Heurista reserves the right to enforce this AUP through the following measures:

• Notice and cure period. For non-severe violations, we will provide written notice describing the specific violation and a thirty (30) day cure period. If you correct the violation within the cure period, no further action will be taken.
• Warning. For minor or first-time violations, Heurista may issue a written warning describing the violation and required corrective action.
• Suspension. Heurista may temporarily suspend access to the platform pending investigation or resolution of a violation.
• Termination. Heurista may permanently terminate accounts for severe, repeated, or uncorrected violations. Immediate suspension or termination without cure period is reserved for: illegal activity, deliberate security breaches, research fraud, or violations that pose an immediate risk to platform security or other users’ data.
• Content removal. Heurista may remove or disable access to content that violates this policy.
• Appeals. Users may appeal enforcement decisions by contacting abuse@heurista.com within 30 days of the enforcement action. Appeals will be reviewed and a response provided within 15 business days.

If you believe a user is violating this Acceptable Use Policy, please report it to abuse@heurista.com. Include as much detail as possible, including the nature of the violation, any relevant URLs or survey links, and supporting evidence. Heurista will investigate all reports promptly and maintain reporter confidentiality to the extent permitted by law.

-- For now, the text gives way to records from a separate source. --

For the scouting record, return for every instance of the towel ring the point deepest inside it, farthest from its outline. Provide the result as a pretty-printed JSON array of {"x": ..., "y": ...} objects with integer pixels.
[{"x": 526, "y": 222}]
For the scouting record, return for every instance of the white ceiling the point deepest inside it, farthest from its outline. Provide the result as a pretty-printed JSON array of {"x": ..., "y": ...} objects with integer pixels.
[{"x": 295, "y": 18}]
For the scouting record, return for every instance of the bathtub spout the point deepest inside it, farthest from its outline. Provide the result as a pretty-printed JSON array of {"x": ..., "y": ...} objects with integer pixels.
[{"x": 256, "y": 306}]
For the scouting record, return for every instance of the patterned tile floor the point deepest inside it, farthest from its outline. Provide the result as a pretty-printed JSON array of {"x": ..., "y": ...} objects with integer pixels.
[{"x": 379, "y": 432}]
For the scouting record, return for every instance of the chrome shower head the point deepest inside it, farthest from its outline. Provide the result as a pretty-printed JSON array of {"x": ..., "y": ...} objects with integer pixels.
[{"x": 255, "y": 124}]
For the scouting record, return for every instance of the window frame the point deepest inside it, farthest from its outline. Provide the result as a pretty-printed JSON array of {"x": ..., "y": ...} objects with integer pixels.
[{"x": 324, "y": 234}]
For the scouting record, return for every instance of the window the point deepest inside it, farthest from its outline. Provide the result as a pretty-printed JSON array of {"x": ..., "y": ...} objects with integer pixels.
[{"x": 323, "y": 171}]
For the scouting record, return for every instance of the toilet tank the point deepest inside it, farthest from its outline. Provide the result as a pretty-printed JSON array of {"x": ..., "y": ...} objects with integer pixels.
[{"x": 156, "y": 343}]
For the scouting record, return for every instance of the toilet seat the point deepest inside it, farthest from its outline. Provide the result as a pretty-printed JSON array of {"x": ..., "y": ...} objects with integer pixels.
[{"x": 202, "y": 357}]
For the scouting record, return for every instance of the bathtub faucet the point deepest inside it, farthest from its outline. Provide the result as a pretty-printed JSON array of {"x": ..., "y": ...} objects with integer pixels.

Heurista may update this Acceptable Use Policy from time to time. We will provide at least 30 days’ notice of material changes by posting the updated policy on the platform and, where practicable, notifying affected users by email. Continued use of the platform after the effective date of a revised policy constitutes acceptance of the updated terms.

If you do not agree with a revised policy, you must stop using the platform before the changes take effect. You may export your data at any time using the platform’s export features.